A naming convention that is agreed by a team and used consistently within it greatly aids different team members from picking up and understanding each others' models.

Many methodologies for developing spreadsheets focus on laying out the spreadsheet so that related items are physically near to each other.  In some cases, this involves extensive repetition, to stage values for input to and output from sub-parts of a model.  Referring to quantities using meaningful names allows one to worry less about where quantities happen to lie physically on a spreadsheet.  What matters is whether the terms are semantically close, and whether related quantities can be found near each other in the alphabetic listings that Excel offers with the various commands for manipulating names.

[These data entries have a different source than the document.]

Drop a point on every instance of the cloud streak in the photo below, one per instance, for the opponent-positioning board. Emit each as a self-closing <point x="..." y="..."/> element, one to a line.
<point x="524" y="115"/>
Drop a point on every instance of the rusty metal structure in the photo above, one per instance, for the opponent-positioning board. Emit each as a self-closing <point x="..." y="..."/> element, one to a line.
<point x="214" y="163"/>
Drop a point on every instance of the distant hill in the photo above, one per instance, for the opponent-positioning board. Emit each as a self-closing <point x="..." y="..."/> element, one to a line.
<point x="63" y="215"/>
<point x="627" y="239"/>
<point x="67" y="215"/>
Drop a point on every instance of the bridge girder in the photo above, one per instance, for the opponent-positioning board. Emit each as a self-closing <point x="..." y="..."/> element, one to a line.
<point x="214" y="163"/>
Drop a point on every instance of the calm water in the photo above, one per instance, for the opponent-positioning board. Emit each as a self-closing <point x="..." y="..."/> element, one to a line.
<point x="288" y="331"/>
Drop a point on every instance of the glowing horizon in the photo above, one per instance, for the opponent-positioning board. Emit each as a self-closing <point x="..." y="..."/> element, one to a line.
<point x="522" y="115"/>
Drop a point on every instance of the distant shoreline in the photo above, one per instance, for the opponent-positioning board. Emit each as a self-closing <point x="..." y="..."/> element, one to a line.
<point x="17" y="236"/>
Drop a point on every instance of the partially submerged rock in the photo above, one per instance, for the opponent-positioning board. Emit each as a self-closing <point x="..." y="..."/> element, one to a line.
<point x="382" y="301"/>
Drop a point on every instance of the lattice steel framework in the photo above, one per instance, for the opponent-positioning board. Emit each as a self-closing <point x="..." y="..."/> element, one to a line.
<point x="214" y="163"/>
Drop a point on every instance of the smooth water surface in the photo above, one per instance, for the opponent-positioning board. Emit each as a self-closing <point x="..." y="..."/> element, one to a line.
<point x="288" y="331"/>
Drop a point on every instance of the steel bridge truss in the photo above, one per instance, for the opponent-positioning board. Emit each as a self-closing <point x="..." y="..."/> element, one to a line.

Names facilitate code reuse.  Model A may contain a complex tax calculation in an obscure jurisdiction.  Model B needs to be fitted with the same calculation.  If both models are expressed in coordinates, there is no chance that the fragment of model A that contains the calculation will have references that are consistent with where the relevant inputs fall in model B.  If the two models have been developed using names, and those names follow a convention agreed within the team, then Model A's calculation may be copied into Model B and made to work quickly with little modification, without any concern for physical layout.

Relying on Excel to match rows and columns relieves the analyst of the need to do the same and eliminates completely a common cause of error, making reference to a cell which is in a different column from the one intended.  It also forces a model developer to pursue consistent conventions about what columns are for in different parts, or on different worksheets, of a model.

Arguments against using names

Names are not widely understood by ordinary spreadsheet users.  Using them makes a spreadsheet less accessible, and less safely modifiable, by such users.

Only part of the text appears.